O Padre Jesuíta Luís Vieira da Silva e seus livros possuídos por Satã (1789)

 

    A Inconfidência Mineira é um exemplo de como acontecimentos históricos de alcance aparentemente limitado podem ter impacto na história de um país e não pode ser desvinculada de acontecimentos que fervilhavam na Europa; demonstra o começo da insatisfação de parte da Colônia com a administração da Metrópole, que posteriormente iria contribuir com a Emancipação Política do Brasil em 1822. O motivo do movimento se deu pelo fato de que a produção do ouro estava em declínio, entretanto, a Coroa continuava a adotar medidas para garantir a arrecadação do Quinto.

    Dentre os inconfidentes, chama a atenção um Cônego: Luiz Vieira da Silva, cuja trajetória é o tema do presente texto. O cônego foi ordenado padre em 1759, aos 24 anos, em cerimônia realizada em Mariana pelo Bispo Frei Manuel da Cruz. De origem pobre, porém, letrado, possuía fama de eloquente e tinha em sua posse uma vasta e diversificada biblioteca. Em 1981, Eduardo Frieiro publicou o ensaio de título “O Diabo na Livraria do Cônego” em referência aos livros da biblioteca do Cônego Luiz Vieira relatados nos Autos da Devassa da Inconfidência. Trata-se de uma diversificada biblioteca para um cônego pobre que possuía 270 obras, com cerca de 800 volumes, muitos dos quais de iluministas franceses (FRIERO, 1981).


    No final do século XVIII, Luiz Vieira da Silva era um cônego da Catedral Basílica Nossa Senhora da Assunção, Igreja da Sé de Mariana, Minas Gerais. Possuidor de uma monumental biblioteca particular, Luís Vieira recebeu diversos elogios. Foi considerado por Noberto de Sousa Silva, em sua obra História da conjuração Mineira (1873, p. 354), o mais instruído e o mais eloquente de todos os conjurados. E Alberto Faria foi mais longe quando, em sua obra Aérides (1917, p. 225), considerou o Cônego “a maior ilustração colonial da época”, id est, a pessoa mais instruída do Brasil em fins do século XVIII. A reconhecida eloquência do cônego granjeava-lhe convites para ser orador em cerimonias importantes. Contudo, pesava sobre ele algumas acusações como seja: a prática de simonia, introdutor das práticas maçônicas e de ter uma vida pessoal incompatível com o exercício sacerdotal – era de conhecimento geral que tinha mulher e uma filha (FRIEIRO, 1981).

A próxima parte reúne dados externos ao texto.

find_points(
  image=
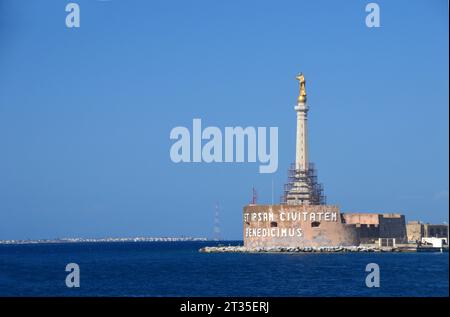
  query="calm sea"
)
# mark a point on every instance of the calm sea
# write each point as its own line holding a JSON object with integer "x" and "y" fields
{"x": 178, "y": 269}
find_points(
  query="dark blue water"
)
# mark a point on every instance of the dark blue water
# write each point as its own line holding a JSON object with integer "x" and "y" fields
{"x": 178, "y": 269}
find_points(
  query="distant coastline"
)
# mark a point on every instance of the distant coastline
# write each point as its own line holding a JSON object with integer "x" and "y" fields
{"x": 102, "y": 240}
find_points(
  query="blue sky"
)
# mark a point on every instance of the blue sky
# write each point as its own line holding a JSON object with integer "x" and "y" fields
{"x": 85, "y": 114}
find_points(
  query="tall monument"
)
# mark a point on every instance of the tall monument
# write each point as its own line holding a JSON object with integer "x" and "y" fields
{"x": 302, "y": 187}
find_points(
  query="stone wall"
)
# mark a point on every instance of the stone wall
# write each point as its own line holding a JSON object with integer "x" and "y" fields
{"x": 372, "y": 226}
{"x": 296, "y": 226}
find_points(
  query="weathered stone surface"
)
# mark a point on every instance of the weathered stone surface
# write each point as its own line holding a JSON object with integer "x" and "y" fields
{"x": 295, "y": 226}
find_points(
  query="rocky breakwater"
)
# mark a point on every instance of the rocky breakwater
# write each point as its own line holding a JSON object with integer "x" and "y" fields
{"x": 241, "y": 249}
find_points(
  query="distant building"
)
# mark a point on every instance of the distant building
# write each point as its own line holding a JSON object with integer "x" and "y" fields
{"x": 303, "y": 219}
{"x": 417, "y": 230}
{"x": 372, "y": 226}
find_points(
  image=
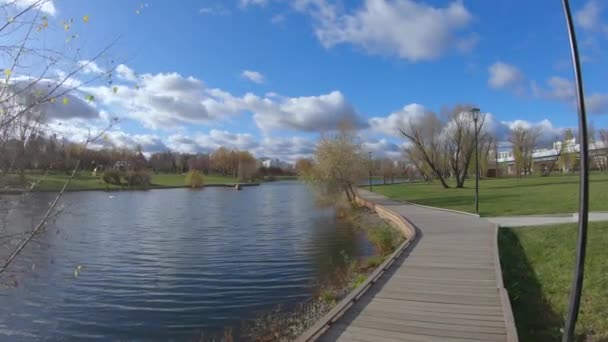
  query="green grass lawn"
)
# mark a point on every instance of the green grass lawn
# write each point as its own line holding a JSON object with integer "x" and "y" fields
{"x": 498, "y": 197}
{"x": 538, "y": 265}
{"x": 85, "y": 181}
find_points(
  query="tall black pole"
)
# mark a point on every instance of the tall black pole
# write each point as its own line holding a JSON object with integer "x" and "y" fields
{"x": 583, "y": 208}
{"x": 476, "y": 166}
{"x": 370, "y": 171}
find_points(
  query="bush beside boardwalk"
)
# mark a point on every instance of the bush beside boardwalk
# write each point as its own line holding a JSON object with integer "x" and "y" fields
{"x": 537, "y": 265}
{"x": 287, "y": 325}
{"x": 506, "y": 197}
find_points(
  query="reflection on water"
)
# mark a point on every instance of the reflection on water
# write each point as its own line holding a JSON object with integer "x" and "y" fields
{"x": 163, "y": 264}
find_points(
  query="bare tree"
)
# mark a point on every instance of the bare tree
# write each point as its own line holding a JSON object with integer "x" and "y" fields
{"x": 602, "y": 151}
{"x": 459, "y": 135}
{"x": 425, "y": 138}
{"x": 339, "y": 165}
{"x": 524, "y": 141}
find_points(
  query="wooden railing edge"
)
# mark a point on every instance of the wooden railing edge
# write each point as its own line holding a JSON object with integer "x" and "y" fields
{"x": 408, "y": 230}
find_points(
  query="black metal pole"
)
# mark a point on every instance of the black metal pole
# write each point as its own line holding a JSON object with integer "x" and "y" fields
{"x": 583, "y": 209}
{"x": 476, "y": 170}
{"x": 370, "y": 171}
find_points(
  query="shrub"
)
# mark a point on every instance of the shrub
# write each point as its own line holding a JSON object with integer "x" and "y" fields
{"x": 383, "y": 238}
{"x": 111, "y": 177}
{"x": 373, "y": 262}
{"x": 194, "y": 179}
{"x": 138, "y": 178}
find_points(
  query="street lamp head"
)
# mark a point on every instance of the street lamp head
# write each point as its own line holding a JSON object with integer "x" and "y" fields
{"x": 475, "y": 112}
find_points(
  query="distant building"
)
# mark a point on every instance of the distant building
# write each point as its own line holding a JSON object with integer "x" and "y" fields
{"x": 275, "y": 162}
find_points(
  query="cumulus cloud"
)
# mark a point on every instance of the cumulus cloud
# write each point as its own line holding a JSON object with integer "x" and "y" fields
{"x": 90, "y": 67}
{"x": 589, "y": 17}
{"x": 68, "y": 106}
{"x": 548, "y": 132}
{"x": 391, "y": 124}
{"x": 245, "y": 3}
{"x": 46, "y": 7}
{"x": 253, "y": 76}
{"x": 407, "y": 29}
{"x": 382, "y": 148}
{"x": 170, "y": 99}
{"x": 503, "y": 75}
{"x": 307, "y": 113}
{"x": 149, "y": 143}
{"x": 126, "y": 73}
{"x": 288, "y": 149}
{"x": 562, "y": 89}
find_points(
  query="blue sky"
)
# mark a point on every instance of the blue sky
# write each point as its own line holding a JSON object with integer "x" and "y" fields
{"x": 312, "y": 63}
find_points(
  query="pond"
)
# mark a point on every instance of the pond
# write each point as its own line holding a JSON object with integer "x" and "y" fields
{"x": 166, "y": 264}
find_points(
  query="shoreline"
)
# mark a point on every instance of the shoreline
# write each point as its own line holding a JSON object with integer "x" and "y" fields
{"x": 16, "y": 191}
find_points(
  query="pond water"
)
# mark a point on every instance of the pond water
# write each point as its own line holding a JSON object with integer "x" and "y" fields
{"x": 166, "y": 264}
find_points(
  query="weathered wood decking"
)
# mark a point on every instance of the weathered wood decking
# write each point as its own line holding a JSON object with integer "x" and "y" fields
{"x": 446, "y": 287}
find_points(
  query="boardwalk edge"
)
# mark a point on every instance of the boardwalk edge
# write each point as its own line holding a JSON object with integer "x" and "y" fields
{"x": 407, "y": 229}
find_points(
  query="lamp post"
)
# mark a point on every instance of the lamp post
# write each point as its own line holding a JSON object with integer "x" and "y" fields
{"x": 475, "y": 112}
{"x": 370, "y": 171}
{"x": 583, "y": 207}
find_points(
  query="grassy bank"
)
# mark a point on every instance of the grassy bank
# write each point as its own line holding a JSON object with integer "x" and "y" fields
{"x": 538, "y": 264}
{"x": 498, "y": 197}
{"x": 54, "y": 181}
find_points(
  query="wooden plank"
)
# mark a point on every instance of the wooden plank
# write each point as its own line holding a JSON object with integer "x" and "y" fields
{"x": 448, "y": 287}
{"x": 432, "y": 331}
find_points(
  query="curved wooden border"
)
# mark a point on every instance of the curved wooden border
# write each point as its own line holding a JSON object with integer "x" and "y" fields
{"x": 507, "y": 311}
{"x": 407, "y": 229}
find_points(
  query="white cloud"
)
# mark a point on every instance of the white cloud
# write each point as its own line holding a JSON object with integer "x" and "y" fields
{"x": 597, "y": 103}
{"x": 126, "y": 73}
{"x": 562, "y": 89}
{"x": 149, "y": 143}
{"x": 410, "y": 30}
{"x": 278, "y": 18}
{"x": 288, "y": 149}
{"x": 253, "y": 76}
{"x": 90, "y": 67}
{"x": 46, "y": 7}
{"x": 74, "y": 107}
{"x": 168, "y": 100}
{"x": 383, "y": 148}
{"x": 391, "y": 124}
{"x": 503, "y": 75}
{"x": 548, "y": 132}
{"x": 589, "y": 17}
{"x": 245, "y": 3}
{"x": 306, "y": 113}
{"x": 215, "y": 10}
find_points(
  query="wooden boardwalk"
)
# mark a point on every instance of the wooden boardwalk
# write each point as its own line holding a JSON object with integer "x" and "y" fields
{"x": 447, "y": 286}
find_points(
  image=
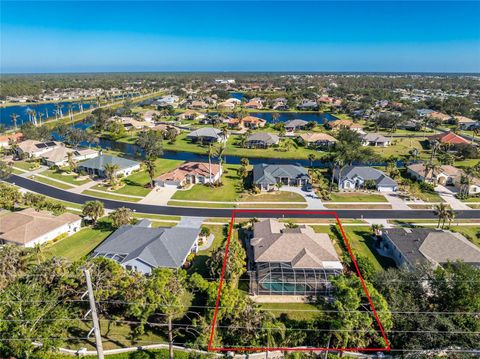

    Foi preso sob a acusação de liderar o movimento de conspiração em Minas Gerais, “A Inconfidência Mineira”, quando tinha 54 anos. Em sua casa foi encontrada uma vasta biblioteca com alguns livros que, particularmente, tornaram-se prova de seu envolvimento na insurreição mineira. Sua biblioteca foi tomada como um símbolo de revolta e desobediência às autoridades da Metrópole portuguesa. É justamente no ensaio “O diabo na Livraria do Conego” que Eduardo Frieiro (1981) analisa o confisco da biblioteca do cônego e a repercussão, nos Autos da Devassa, para os considerados “livros proibidos” encontrados na casa do inconfidente cônego.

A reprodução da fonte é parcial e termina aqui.